Skip ahead about ten years. To the early nineties. A Finnish grad student has just released the Linux Kernel to run Free Software programs and in South Africa a poor Business Grad Student has just bought a computer. In South Africa at the time you generally ended up buying the OS as an extra, and they were not about to give a price break to Mark Shuttleworth because he was in a business program. A friend who worked in a computer lab gave him some floppies with Slackware, an OS/Distribution with the Linux kernel, GNU Tools, and X-Windows on it, which he installed with the understanding it was free.
What Linux was in those days was exactly a cheap UNIX clone for the PC. People had been using Linux pretty happily for the last twenty years, and most of the internet was (and is) hosted on it. Mark Shuttleworth is a very bright man and found he had few problems keeping up with his coursework while doing it (and teaching himself to program) and when it became time to propose a project he could do his thesis around, he began thinking about doing an internet company.
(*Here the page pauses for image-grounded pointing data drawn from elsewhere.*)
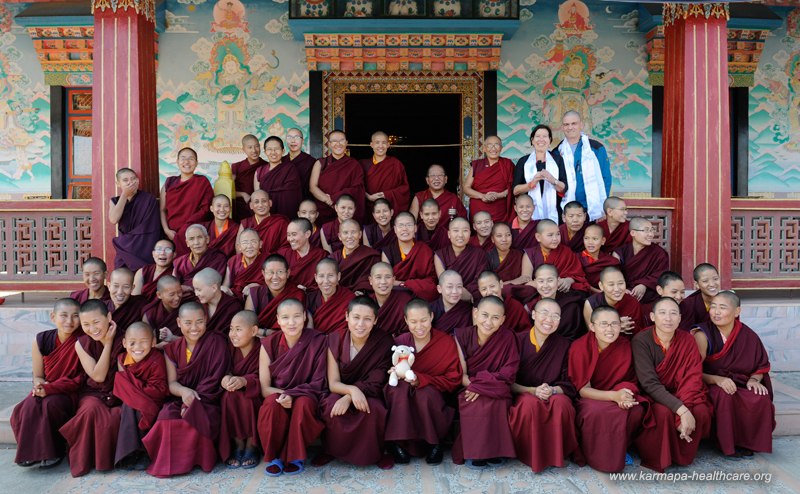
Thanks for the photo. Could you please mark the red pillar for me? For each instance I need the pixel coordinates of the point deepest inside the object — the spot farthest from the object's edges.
(123, 108)
(696, 146)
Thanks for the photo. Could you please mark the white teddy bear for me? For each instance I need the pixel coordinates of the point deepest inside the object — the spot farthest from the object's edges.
(402, 360)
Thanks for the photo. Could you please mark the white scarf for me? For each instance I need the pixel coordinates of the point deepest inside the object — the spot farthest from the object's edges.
(544, 203)
(592, 177)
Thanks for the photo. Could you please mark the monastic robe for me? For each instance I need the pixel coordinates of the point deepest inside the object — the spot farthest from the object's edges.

Thawt, Inc. provided those security certificates your web browser is always asking for. It was hosted on some "servers" (old PCs running slackware and Debian) in his parents garage and he got his degree. He also sold Thawt, Inc. to Verisign around the turn of the millenium for almost a billion rand. In his spare time he did some development work for the Debian kernel, and was really happy with what Linux did for him.
This is where things are important. Shuttleworth lives in London now but Ubuntu and the Ubuntu Foundation are South African Distributions. Ubuntu itself is an african word which translates roughly as a Human philosophy, or even humanist if you don't get too caught up in european ideas of humanism. Canonical Software, Ltd. and the Ubuntu Foundation both headquartered in South Africa maintain it, and provide security and make sure that just about everything is safe and reliable. This is truly a GLOBAL operating system which he bankrolls in an attempt to give back to the community which made him his first billion.
The OS itself is very similar to Debian. If you booted into a Debian system it might take you fifteen to twenty minutes to see the difference (and unless you like computer science want to go back to Ubuntu). The biggest differences are ease of use issues, security, and HOW HE SELLS IT. Ubuntu is the only distro which takes a different name for different desktops. More technically oriented ones will offer you your choice of desktops (though Slackware dropped Gnome in 2003) and the KDE version of Fedora, say is called Fedora, as are the Gnome and XFCE versions. Since it makes a difference to people who aren't computer-savvy, Shuttleworth's brain said, "we'll brand them differently". He's an MBA after all. You can BUY support from Canonical. You can also buy this and that which go to support the idea of an operating system for people who can't afford one -- like Mark Shuttleworth back in grad school. Ubuntu is the best-marketed FOSS program out there, but it is supposed to be "Free as in Freedom, not as in beer". You don't HAVE to pay for it, but it's nice if you do.
Oh, one more important point: Ubuntu's people actually code very little and very little of what they code will you see when you turn it on. Every part of the OS and the programs on it is actually provided by a different vendor. Development work goes on irregardless of Ubuntu's success as a distribution. Compiz is available for ANY distribution, not just Ubuntu.